Scottish elections and the just transition. Future Economy Scotland has evaluated how well Scotland’s main political parties’ manifestos deliver on Scotland’s just transition needs. The analysis shows a clear divide for the first time between parties committed to action on climate and nature, and those opposed to it. The authors place the Scottish Greens in the lead, but argue that no parties are fully reckoning with the scale of investment needed.
"Big Pharma Is Blackmailing the NHS". Global Justice Now’s Nick Dearden writes that the negotiation of the US-UK trade pact agreed by Keir Starmer and Donald Trump last May gave US pharmaceutical companies an opportunity to “blackmail the British government into stripping back its price control mechanisms”. In return for being spared tariffs, the UK agreed to lift the price cap on new medicines by a whopping 25%. This has doubled the proportion of UK GDP spent on new drugs, stretched NHS budgets past breaking point, and according to one expert, led to more UK excess deaths than Covid-19. Dearden argues for “publicly controlled medical research capacity” to reduce US pharma’s stranglehold on our medical system.
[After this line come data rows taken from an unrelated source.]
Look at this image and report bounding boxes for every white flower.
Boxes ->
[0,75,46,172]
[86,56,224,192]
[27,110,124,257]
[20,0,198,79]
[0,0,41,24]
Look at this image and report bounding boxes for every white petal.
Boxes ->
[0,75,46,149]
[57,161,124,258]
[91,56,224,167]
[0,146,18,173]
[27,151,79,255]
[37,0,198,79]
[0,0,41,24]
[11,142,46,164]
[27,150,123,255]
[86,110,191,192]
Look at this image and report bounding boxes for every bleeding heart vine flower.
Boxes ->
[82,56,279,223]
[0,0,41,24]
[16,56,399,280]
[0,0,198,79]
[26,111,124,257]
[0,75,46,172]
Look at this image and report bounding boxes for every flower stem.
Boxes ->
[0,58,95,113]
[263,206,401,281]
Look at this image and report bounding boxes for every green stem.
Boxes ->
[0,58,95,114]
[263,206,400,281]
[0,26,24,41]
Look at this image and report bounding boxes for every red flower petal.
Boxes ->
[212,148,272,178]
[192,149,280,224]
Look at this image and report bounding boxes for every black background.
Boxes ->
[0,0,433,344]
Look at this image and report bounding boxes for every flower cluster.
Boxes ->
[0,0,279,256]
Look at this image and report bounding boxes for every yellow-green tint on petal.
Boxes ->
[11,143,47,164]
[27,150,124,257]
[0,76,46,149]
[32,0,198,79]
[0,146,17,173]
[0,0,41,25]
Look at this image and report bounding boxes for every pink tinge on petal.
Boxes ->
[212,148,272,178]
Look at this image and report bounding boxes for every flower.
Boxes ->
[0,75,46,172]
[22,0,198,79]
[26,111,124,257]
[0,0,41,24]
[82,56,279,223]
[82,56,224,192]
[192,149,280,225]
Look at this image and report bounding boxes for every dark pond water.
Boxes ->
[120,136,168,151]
Independent Commission on monetary policy. In a briefing for MPs, the New Economics Foundation and Positive Money make the case for an ‘Independent Commission on monetary policy’. They argue that monetary policy has failed to deliver price stability in response to recent shocks, but that in trying to do so it has hindered much-needed investment and worsened the cost of living crisis. They call for a commission tasked to “examine our toolkit for managing inflation, and recommend reforms ahead of the next crisis”.
Roadmap for Eradicating Poverty Beyond Growth. In April, UN Special Rapporteur for Extreme Poverty Olivier De Schutter brought together UN agencies, governments, civil society organisations, trade unions, grassroots movements, and academics at a major conference to discuss development pathways “to discuss how poverty can be alleviated without relying on economic growth". The conference marked the launch of the ‘Roadmap for Eradicating Poverty Beyond Growth’, a suite of policy proposals seeking to “place human rights, care, and well-being at the centre of the economy, while respecting planetary boundaries”. It features policy proposals contributed by the Tax Justice Network, Positive Money, the New Economics Foundation and more.
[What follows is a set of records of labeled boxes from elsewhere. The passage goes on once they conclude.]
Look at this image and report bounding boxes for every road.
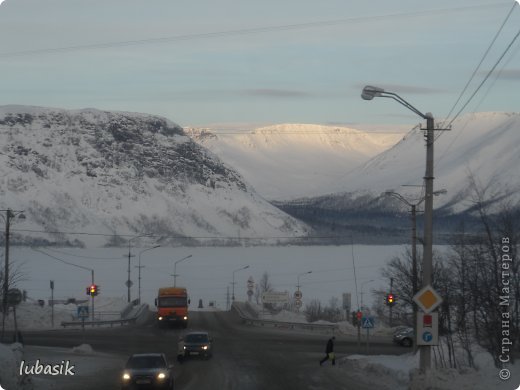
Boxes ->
[16,312,409,390]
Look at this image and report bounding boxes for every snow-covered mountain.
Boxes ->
[185,124,402,200]
[334,112,520,212]
[0,106,307,247]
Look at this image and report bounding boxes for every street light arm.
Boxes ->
[379,92,430,119]
[361,85,431,119]
[173,255,193,265]
[383,191,413,207]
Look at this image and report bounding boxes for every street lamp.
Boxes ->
[231,265,249,302]
[361,85,442,372]
[31,248,95,326]
[296,271,312,291]
[172,255,193,287]
[296,271,312,312]
[125,234,149,303]
[0,209,25,340]
[383,189,447,302]
[360,279,374,311]
[137,245,160,303]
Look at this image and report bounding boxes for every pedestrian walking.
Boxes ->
[320,336,336,366]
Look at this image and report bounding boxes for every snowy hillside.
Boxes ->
[185,124,402,200]
[0,106,306,247]
[334,113,520,211]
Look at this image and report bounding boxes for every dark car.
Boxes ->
[182,332,213,359]
[121,353,174,390]
[393,328,413,347]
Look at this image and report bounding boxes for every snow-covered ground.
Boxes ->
[245,304,520,390]
[5,296,132,330]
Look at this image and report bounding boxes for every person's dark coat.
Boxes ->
[325,338,334,354]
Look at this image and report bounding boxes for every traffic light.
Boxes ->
[87,284,99,297]
[386,293,395,306]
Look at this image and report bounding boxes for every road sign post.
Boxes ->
[51,280,54,328]
[416,313,439,345]
[361,317,375,355]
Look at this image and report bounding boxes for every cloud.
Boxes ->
[242,88,310,98]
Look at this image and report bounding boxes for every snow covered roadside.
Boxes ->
[338,350,520,390]
[20,344,128,390]
[6,297,131,334]
[0,343,34,390]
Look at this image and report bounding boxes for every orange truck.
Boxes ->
[155,287,190,328]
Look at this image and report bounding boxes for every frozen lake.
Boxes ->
[10,245,422,309]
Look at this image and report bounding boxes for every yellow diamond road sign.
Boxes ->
[413,285,442,313]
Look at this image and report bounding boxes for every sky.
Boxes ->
[0,0,520,128]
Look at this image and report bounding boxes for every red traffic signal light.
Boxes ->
[87,284,99,297]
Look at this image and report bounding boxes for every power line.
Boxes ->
[440,2,516,127]
[448,16,520,127]
[0,4,503,59]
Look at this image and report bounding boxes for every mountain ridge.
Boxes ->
[0,106,307,244]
Challenging the AI boom. A small handful of asset managers and tech firms have manufactured the race for investment in AI data centres, leaving us all to pay the environmental, social and financial costs, according to a new report from the Balanced Economy Project. It argues that highly concentrated industries in the AI supply chain, aligned with the world’s largest asset managers, have driven the data centre boom. By allowing a small number of firms and investors to monopolise the build out of data centres and tying their own systems to it, governments have handed them more power by becoming highly dependent on this system. The authors argue for measures to break up concentration, shine a light on data centre ownership, and stop approving large-scale data centres until the government has a handle on the problem.